Lithuanian filmmaker Mantas Kvedaravicius, 45, was killed trying to flee Ukraine’s city of Mariupol besieged by the Russians, the Ukrainian military said Sunday.   

“While trying to leave #Mariupol, the occupiers killed Lithuanian director Mantas Kvedaravicius, who is the author of the documentary Mariupolis,” the defense ministry’s information agency wrote on Twitter.   

Russian filmmaker Vitali Manski, who founded Artdocfest, a film festival in Moscow that had previously invited Kvedaravicius, also announced the death.   

Kvedaravicius “was killed today in Mariupol, camera in hand” in this “shitty war of evil against the whole world,” Manski wrote on Facebook.   

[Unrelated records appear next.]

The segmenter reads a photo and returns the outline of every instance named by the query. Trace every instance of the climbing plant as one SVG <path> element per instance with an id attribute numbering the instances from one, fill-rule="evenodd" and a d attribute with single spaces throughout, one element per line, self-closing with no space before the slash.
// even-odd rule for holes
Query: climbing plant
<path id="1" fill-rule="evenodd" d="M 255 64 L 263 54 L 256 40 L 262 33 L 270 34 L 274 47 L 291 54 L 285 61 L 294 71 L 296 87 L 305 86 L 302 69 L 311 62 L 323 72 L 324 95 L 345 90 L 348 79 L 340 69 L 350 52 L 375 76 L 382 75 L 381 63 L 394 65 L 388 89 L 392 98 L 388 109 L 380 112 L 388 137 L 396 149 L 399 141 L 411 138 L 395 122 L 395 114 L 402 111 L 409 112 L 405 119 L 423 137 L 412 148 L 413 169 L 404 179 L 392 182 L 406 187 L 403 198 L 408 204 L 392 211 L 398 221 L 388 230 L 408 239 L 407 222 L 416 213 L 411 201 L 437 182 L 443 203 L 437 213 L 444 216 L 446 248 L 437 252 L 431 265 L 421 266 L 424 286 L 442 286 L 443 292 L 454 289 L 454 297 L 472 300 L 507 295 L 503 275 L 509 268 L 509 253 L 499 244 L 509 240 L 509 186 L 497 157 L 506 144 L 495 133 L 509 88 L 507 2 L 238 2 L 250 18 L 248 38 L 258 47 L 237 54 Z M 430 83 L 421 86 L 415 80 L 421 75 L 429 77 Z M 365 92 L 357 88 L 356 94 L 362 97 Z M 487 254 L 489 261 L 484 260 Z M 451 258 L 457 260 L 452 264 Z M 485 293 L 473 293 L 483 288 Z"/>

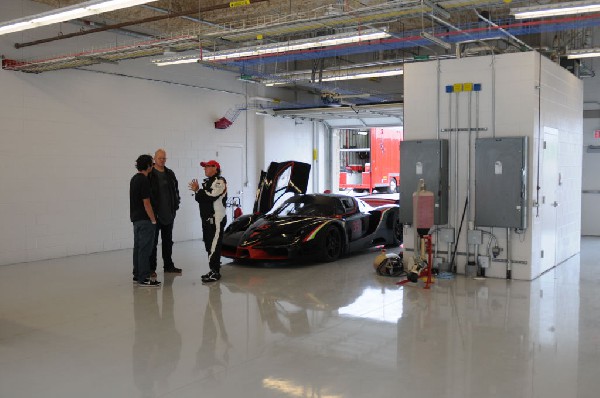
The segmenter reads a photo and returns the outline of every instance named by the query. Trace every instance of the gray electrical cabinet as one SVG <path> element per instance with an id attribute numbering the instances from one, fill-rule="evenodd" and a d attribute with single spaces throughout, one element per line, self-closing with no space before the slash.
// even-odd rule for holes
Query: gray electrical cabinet
<path id="1" fill-rule="evenodd" d="M 448 223 L 448 140 L 400 143 L 400 222 L 413 223 L 412 195 L 419 180 L 435 198 L 434 222 Z"/>
<path id="2" fill-rule="evenodd" d="M 475 140 L 475 224 L 527 228 L 527 137 Z"/>

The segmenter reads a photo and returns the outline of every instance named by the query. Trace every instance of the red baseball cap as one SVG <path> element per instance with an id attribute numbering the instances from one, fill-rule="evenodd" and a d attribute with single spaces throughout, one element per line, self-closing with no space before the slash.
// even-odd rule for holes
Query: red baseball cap
<path id="1" fill-rule="evenodd" d="M 202 167 L 214 166 L 217 169 L 221 169 L 221 165 L 216 160 L 209 160 L 208 162 L 200 162 L 200 166 L 202 166 Z"/>

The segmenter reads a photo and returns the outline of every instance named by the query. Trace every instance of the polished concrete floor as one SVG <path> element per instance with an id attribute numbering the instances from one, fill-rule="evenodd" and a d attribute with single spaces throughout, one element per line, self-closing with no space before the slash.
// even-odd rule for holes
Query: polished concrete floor
<path id="1" fill-rule="evenodd" d="M 600 397 L 600 239 L 533 282 L 225 264 L 131 282 L 131 251 L 0 267 L 0 397 Z"/>

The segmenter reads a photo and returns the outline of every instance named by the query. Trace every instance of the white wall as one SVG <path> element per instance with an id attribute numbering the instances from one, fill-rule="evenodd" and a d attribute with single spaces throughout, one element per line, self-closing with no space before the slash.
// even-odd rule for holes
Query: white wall
<path id="1" fill-rule="evenodd" d="M 437 62 L 415 63 L 406 66 L 405 70 L 405 139 L 437 138 L 436 128 L 456 128 L 456 94 L 452 94 L 452 120 L 449 118 L 448 105 L 450 95 L 445 93 L 445 86 L 454 83 L 481 83 L 479 94 L 479 127 L 487 128 L 481 132 L 481 137 L 529 137 L 529 207 L 528 228 L 523 234 L 513 236 L 510 241 L 510 258 L 514 261 L 512 277 L 514 279 L 530 280 L 542 272 L 541 262 L 541 233 L 539 219 L 535 219 L 534 200 L 536 199 L 537 180 L 537 140 L 540 134 L 538 125 L 558 130 L 559 155 L 558 168 L 562 177 L 560 186 L 561 206 L 557 214 L 557 262 L 563 261 L 579 251 L 580 212 L 580 180 L 581 169 L 581 129 L 582 129 L 582 84 L 573 75 L 551 61 L 536 53 L 505 54 L 500 56 L 474 57 L 446 60 L 439 63 L 439 87 L 437 81 Z M 541 71 L 541 80 L 538 78 Z M 541 84 L 541 102 L 538 87 Z M 439 121 L 436 118 L 437 93 L 440 94 Z M 476 124 L 476 94 L 471 94 L 472 121 Z M 459 128 L 468 127 L 468 93 L 458 95 Z M 541 104 L 541 112 L 539 104 Z M 494 111 L 495 112 L 494 112 Z M 543 128 L 541 129 L 543 131 Z M 455 197 L 454 167 L 456 141 L 454 135 L 441 133 L 439 138 L 450 139 L 450 194 L 449 194 L 449 225 L 458 231 L 460 216 L 466 198 L 468 141 L 467 134 L 461 133 L 458 138 L 458 201 Z M 472 157 L 474 148 L 471 147 Z M 471 192 L 474 190 L 475 170 L 470 170 Z M 558 176 L 557 176 L 558 178 Z M 474 219 L 474 201 L 471 198 L 470 212 L 467 220 Z M 464 272 L 466 265 L 467 246 L 465 243 L 467 223 L 463 226 L 458 245 L 458 271 Z M 482 228 L 494 233 L 499 246 L 504 251 L 498 260 L 492 262 L 486 270 L 487 276 L 504 278 L 506 275 L 506 229 Z M 405 246 L 412 247 L 412 232 L 405 231 Z M 484 240 L 484 246 L 487 239 Z M 446 244 L 440 245 L 441 250 Z M 472 249 L 472 248 L 471 248 Z M 480 250 L 483 253 L 484 250 Z"/>
<path id="2" fill-rule="evenodd" d="M 159 147 L 182 193 L 174 238 L 199 238 L 187 182 L 203 177 L 199 162 L 212 158 L 227 177 L 217 147 L 246 148 L 245 134 L 255 136 L 243 123 L 214 129 L 216 115 L 239 101 L 231 93 L 80 71 L 0 71 L 0 86 L 11 93 L 0 97 L 0 264 L 131 247 L 134 161 Z M 246 156 L 256 162 L 253 151 Z M 255 187 L 255 173 L 248 177 Z M 245 191 L 245 211 L 253 193 Z"/>
<path id="3" fill-rule="evenodd" d="M 593 110 L 599 113 L 599 117 L 587 118 L 583 122 L 581 234 L 600 236 L 600 152 L 586 150 L 589 145 L 600 146 L 600 138 L 594 138 L 594 131 L 600 130 L 600 106 Z"/>
<path id="4" fill-rule="evenodd" d="M 598 43 L 600 33 L 594 37 Z M 600 152 L 588 153 L 589 145 L 600 146 L 600 138 L 594 137 L 594 131 L 600 130 L 600 60 L 587 58 L 582 60 L 586 66 L 595 71 L 594 78 L 584 79 L 584 120 L 583 120 L 583 176 L 581 197 L 581 233 L 582 235 L 600 236 Z"/>
<path id="5" fill-rule="evenodd" d="M 323 192 L 325 189 L 325 175 L 329 153 L 326 149 L 328 132 L 321 123 L 307 120 L 275 118 L 265 116 L 260 118 L 262 131 L 263 170 L 271 162 L 297 160 L 312 165 L 308 192 Z M 313 151 L 315 150 L 315 151 Z M 313 159 L 313 153 L 316 158 Z"/>
<path id="6" fill-rule="evenodd" d="M 541 60 L 541 125 L 557 129 L 559 138 L 556 235 L 556 263 L 559 264 L 580 250 L 583 82 L 546 57 Z M 537 128 L 536 124 L 536 133 Z M 535 277 L 545 269 L 536 272 L 535 265 L 539 262 L 535 258 L 539 252 L 534 248 L 532 255 Z"/>
<path id="7" fill-rule="evenodd" d="M 45 9 L 3 1 L 0 15 L 8 20 Z M 81 51 L 84 42 L 110 47 L 132 40 L 106 32 L 22 50 L 13 46 L 78 29 L 61 24 L 0 36 L 0 53 L 39 59 Z M 132 247 L 129 180 L 137 156 L 159 147 L 167 150 L 167 166 L 182 192 L 175 241 L 201 236 L 197 204 L 187 191 L 189 180 L 203 177 L 200 161 L 216 158 L 225 177 L 234 180 L 235 174 L 248 212 L 266 157 L 312 159 L 310 123 L 285 121 L 275 131 L 261 126 L 253 112 L 242 112 L 228 129 L 214 128 L 232 107 L 264 95 L 230 73 L 198 65 L 157 68 L 148 58 L 86 69 L 38 75 L 0 70 L 0 265 Z M 279 150 L 261 155 L 259 128 L 268 129 L 265 142 L 276 138 Z M 224 148 L 239 149 L 243 159 L 224 158 Z"/>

Lithuania’s Foreign Ministry said it was “shocked” by the news of Kvedaravicius’ death in Mariupol “where he was documenting #Russia’s war atrocities. His previous film “Mariupolis” (2016) told the story of a besieged city with a strong will to live,” it added.   

Born in 1976, Kvedaravicius made his name with the documentary “Mariupolis,” filmed in the Ukrainian city and which premiered at the Berlin International Film Festival in 2016.   

Ukrainian resistance in Mariupol has hampered Russian efforts to consolidate its hold on southern and eastern areas of Ukraine since invading on February 24.   

At least 5,000 residents have been killed in the southern port city, according to Ukrainian officials, while the estimated 160,000 who remain face shortages of food, water and electricity.